Times of Oman reports that the committee’s recommendations were delayed last Thursday when the council broke mid session and deferred the hearing until November at the earliest, the next calendar year for parliament.
“Deferring the meeting of a supposedly urgent committee to the next parliament session was not giving enough urgency to the crisis and that is why I decided to step down,” he told the publication.
During the discussion the committee was forced to stop in the middle of the seventh of 12 recommendations.
This proposed that water and electricity subsidies were cut for all businesses but suggested they should not be lifted for Omanis in residential buildings.
Al Lawati also recommended that financial support be offered to families with an income of less than OMR 600 ($1,558) a month, according to Times of Oman.
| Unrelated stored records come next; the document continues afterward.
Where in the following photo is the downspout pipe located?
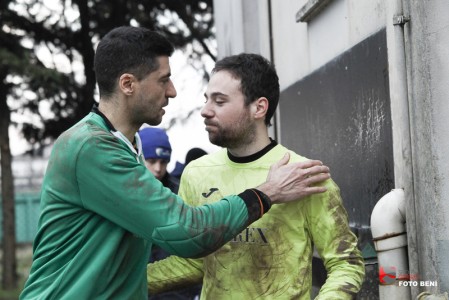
[381,0,419,299]
[371,189,411,300]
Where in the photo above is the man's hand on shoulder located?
[257,153,330,204]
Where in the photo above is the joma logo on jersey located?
[231,227,268,244]
[201,188,218,198]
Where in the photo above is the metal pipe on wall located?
[371,189,411,300]
[385,0,419,299]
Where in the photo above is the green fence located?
[0,194,40,243]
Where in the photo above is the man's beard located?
[209,119,255,149]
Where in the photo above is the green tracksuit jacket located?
[20,113,260,300]
[147,145,364,300]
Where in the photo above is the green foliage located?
[0,0,215,148]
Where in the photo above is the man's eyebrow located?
[204,92,228,99]
[161,72,171,78]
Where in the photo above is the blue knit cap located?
[139,127,171,161]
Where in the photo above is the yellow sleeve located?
[309,180,365,300]
[147,255,203,295]
[147,166,203,295]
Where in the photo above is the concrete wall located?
[211,0,449,297]
[404,0,449,292]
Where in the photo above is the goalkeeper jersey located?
[147,145,364,300]
[20,113,266,299]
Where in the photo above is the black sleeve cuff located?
[238,189,271,224]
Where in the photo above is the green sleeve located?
[309,180,365,300]
[76,132,254,257]
[147,170,208,294]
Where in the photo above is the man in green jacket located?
[147,54,365,300]
[20,27,329,299]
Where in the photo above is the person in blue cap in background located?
[139,127,179,193]
[139,127,201,300]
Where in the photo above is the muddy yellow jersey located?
[147,145,364,300]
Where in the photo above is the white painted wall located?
[272,0,386,90]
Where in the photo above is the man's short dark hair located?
[94,26,174,97]
[212,53,279,125]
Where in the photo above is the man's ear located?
[253,97,269,119]
[118,73,136,96]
Six of the committee’s recommendations were approved by Majlis Al Shura before the session was stopped.
The next meeting will be held in November 2016 or could be postponed until June 2017.
Al Lawati told the publication the committee was started in March with a specific mandate to deliver its recommendations by June.
“This is a very sensitive and important issue to the society. It can’t be delayed and take any more time to come up with actions or suggestion,” he said, arguing the delay showed the issue was not being taken seriously.
“Since the members decided to extend the time of the committee, my decision was to step down and let other people come up with new ideas. Maybe we will have better suggestions and solutions,” he added, according to the publication.
Oman is expected to post an OMR 3.3bn ($8.6bn) budget deficit this year due to lower oil revenues.
The country has unveiled subsidy cuts, reduced benefits for public sector workers and increased fees and taxes to make up for the shortfall, following an OMR 4.5bn ($14bn) deficit last year.